Web design elements become more divisive the longer they stick around. This has become steadily clearer as we have watched numerous re-designs of familiar, well-trafficked sites and social media platforms.

Recently, Twitter changed the look and feel of its web designer for all desktop users. It’s not the first time they did so, and it surely won’t be the last. And by extension, it won’t be the last time users get up-in-arms over the loss of what was familiar.

The question that this brings to mind is: Do those users have any real basis for their outrage. Is there something about the older web design elements that were actually more aesthetically appealing or user-friendly? Or is this just an instance of nostalgia run amok?

As a web design and web marketing company, we should be well-qualified to answer that. And we’re inclined to say that there’s no real cause to be upset at this or most other redesigns. But we’re not so arrogant about our web design expertise that we’d expect you to accept that as gospel.

Maybe you’re one of the people who is frustrated by the changes that have come to Twitter or some other familiar platform. Maybe you think your feelings are well-founded. We’d be happy to hear about it if that’s the case. Maybe it’s even true that you’ve noticed something about the new version that went unnoticed by the web design team.

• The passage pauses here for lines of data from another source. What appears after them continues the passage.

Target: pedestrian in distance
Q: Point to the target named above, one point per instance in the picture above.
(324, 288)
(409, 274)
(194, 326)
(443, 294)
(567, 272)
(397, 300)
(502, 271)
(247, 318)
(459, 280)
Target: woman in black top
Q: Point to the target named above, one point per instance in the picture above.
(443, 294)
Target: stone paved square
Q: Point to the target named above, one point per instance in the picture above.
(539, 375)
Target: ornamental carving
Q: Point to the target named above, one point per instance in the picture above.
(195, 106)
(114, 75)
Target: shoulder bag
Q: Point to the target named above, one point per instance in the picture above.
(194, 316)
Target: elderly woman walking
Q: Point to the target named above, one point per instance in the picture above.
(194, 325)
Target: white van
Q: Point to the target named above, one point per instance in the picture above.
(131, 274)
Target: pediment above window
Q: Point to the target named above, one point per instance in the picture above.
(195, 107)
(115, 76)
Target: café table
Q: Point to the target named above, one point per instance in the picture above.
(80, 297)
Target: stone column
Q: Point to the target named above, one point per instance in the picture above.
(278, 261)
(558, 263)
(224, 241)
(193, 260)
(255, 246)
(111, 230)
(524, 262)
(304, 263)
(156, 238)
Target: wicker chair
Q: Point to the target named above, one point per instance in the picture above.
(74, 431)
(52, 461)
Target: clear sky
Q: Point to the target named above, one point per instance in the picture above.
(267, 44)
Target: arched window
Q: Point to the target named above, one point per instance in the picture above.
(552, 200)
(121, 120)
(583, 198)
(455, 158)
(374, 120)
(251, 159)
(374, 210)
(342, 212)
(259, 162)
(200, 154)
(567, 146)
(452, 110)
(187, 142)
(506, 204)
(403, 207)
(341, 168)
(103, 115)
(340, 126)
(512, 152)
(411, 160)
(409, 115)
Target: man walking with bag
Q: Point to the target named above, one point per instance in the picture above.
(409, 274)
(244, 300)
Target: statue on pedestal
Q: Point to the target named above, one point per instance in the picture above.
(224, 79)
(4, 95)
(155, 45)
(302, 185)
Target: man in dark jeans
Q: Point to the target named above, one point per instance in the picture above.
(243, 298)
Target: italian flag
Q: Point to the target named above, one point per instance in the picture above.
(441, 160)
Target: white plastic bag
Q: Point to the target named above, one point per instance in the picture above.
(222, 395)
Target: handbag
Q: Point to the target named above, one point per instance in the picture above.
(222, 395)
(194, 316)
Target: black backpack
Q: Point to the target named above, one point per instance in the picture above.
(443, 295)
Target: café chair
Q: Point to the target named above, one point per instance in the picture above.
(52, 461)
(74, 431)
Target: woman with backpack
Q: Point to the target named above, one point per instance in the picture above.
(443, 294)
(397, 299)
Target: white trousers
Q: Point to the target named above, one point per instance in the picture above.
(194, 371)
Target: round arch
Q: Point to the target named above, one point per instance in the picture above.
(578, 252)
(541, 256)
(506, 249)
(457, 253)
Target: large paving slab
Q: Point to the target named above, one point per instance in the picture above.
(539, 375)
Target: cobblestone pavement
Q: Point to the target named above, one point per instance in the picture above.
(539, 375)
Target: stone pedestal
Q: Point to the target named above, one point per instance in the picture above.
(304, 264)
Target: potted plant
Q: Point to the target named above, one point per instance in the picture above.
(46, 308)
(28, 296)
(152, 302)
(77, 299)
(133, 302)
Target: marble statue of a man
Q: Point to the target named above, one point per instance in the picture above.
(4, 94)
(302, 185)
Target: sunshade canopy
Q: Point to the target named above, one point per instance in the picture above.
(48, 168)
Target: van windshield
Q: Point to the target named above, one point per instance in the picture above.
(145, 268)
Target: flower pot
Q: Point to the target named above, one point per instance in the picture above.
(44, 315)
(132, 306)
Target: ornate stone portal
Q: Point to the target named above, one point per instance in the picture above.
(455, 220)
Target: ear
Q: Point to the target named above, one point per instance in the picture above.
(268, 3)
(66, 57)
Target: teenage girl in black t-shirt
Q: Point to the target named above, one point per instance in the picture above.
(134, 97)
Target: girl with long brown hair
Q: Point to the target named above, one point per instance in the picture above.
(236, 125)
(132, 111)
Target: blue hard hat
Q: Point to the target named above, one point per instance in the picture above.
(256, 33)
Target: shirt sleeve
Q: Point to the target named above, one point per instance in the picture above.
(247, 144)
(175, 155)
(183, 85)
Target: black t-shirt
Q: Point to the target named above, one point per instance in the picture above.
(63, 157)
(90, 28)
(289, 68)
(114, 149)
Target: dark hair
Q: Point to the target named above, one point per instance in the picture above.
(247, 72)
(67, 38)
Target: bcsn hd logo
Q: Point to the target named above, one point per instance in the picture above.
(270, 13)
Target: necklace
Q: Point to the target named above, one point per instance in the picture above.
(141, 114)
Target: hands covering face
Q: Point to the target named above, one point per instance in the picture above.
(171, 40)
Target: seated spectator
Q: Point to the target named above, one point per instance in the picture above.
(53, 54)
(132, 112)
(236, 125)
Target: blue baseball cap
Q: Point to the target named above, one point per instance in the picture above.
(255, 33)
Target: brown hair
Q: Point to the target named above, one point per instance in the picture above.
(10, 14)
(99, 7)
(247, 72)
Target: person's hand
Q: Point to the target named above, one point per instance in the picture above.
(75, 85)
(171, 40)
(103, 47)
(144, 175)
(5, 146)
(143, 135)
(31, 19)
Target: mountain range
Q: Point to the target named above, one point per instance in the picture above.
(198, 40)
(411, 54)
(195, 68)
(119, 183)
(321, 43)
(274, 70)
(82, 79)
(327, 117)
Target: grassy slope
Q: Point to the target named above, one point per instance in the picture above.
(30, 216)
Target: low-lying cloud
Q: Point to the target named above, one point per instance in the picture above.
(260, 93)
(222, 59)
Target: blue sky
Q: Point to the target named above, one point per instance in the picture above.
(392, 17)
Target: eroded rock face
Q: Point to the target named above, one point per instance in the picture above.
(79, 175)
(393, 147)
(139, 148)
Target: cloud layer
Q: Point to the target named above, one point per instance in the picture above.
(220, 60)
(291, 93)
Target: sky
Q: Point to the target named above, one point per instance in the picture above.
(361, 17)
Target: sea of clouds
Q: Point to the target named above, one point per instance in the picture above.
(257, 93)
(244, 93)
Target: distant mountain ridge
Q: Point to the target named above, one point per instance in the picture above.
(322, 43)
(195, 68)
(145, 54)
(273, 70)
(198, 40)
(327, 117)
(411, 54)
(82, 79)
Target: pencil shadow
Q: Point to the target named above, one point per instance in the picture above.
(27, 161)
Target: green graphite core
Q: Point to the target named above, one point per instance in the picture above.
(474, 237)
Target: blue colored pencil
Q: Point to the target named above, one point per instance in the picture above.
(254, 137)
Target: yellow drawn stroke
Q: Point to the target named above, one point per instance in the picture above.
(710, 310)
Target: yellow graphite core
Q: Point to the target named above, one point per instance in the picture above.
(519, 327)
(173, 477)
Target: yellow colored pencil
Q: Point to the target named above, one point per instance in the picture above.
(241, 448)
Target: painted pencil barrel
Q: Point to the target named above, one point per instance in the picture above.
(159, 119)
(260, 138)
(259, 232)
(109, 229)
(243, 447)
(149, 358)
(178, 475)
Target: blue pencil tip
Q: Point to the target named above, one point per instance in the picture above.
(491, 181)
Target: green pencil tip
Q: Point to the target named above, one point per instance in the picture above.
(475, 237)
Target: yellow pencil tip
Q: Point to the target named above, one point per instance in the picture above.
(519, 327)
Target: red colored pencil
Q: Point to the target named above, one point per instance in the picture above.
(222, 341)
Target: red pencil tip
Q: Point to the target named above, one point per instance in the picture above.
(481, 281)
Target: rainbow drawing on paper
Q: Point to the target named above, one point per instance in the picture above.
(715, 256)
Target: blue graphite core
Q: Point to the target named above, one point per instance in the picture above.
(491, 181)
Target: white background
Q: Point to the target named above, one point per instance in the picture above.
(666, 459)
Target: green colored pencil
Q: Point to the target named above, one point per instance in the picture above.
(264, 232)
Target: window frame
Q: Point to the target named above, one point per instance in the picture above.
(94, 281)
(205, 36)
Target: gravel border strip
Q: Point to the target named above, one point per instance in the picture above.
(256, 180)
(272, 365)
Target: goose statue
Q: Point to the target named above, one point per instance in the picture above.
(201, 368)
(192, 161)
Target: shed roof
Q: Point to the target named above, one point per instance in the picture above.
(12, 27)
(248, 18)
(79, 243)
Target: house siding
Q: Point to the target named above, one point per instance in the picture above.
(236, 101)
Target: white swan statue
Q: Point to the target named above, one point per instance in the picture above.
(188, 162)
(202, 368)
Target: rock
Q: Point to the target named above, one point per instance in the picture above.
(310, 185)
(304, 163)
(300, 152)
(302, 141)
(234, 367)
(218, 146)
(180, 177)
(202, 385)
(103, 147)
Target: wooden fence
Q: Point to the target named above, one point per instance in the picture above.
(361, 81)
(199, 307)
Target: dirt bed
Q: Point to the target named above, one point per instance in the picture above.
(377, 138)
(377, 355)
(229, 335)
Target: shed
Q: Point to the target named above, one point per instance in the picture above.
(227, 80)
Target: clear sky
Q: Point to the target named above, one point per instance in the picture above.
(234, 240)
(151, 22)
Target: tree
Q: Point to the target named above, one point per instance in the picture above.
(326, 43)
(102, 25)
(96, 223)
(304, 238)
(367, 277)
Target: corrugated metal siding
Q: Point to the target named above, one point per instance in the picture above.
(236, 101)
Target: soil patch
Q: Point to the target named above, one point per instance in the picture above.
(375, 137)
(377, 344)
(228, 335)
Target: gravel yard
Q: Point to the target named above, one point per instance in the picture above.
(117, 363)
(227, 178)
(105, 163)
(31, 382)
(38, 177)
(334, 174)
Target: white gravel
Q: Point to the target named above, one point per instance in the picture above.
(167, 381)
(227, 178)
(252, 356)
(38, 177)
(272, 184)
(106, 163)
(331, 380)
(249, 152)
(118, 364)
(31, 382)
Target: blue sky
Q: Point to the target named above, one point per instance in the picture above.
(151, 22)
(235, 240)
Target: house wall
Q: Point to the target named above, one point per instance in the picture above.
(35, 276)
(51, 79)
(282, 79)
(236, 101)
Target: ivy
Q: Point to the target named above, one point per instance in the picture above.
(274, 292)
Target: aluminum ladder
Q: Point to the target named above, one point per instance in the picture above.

That can happen. And we don’t think you can trust a web design company that won’t acknowledge it. For any particular instance of web design, there’s a planning stage and a development process and a pre-launch test. But web design is just the starting point in an ongoing process of web development, and the reality is that there are some things that are only revealed over the long-term.

Of course, that speaks to the fact that there was probably a good reason for Twitter to make the changes it did. There are good reasons for many familiar platforms to transcend the familiar, and they usual involve the discovery of some new opportunity or some newly discovered flaw in the existing user experience. It’s rare that a website is perfect right at the point of launch, and even rarer that it remains perfect over the long term.

But to go back to what we said about not being arrogant, this is no reason to ignore user grievances when a web design team has changed something familiar and comfortable into something new and vaguely threatening. Sensitivity to those concerns is an important feature of a good web design company. But more often than not, that sensitivity just ends up revealing changes that will need to be made for the next redesign.

And more often than not, people will balk at those designs because they’re new, but will ultimately grow to love the vast majority of the new features.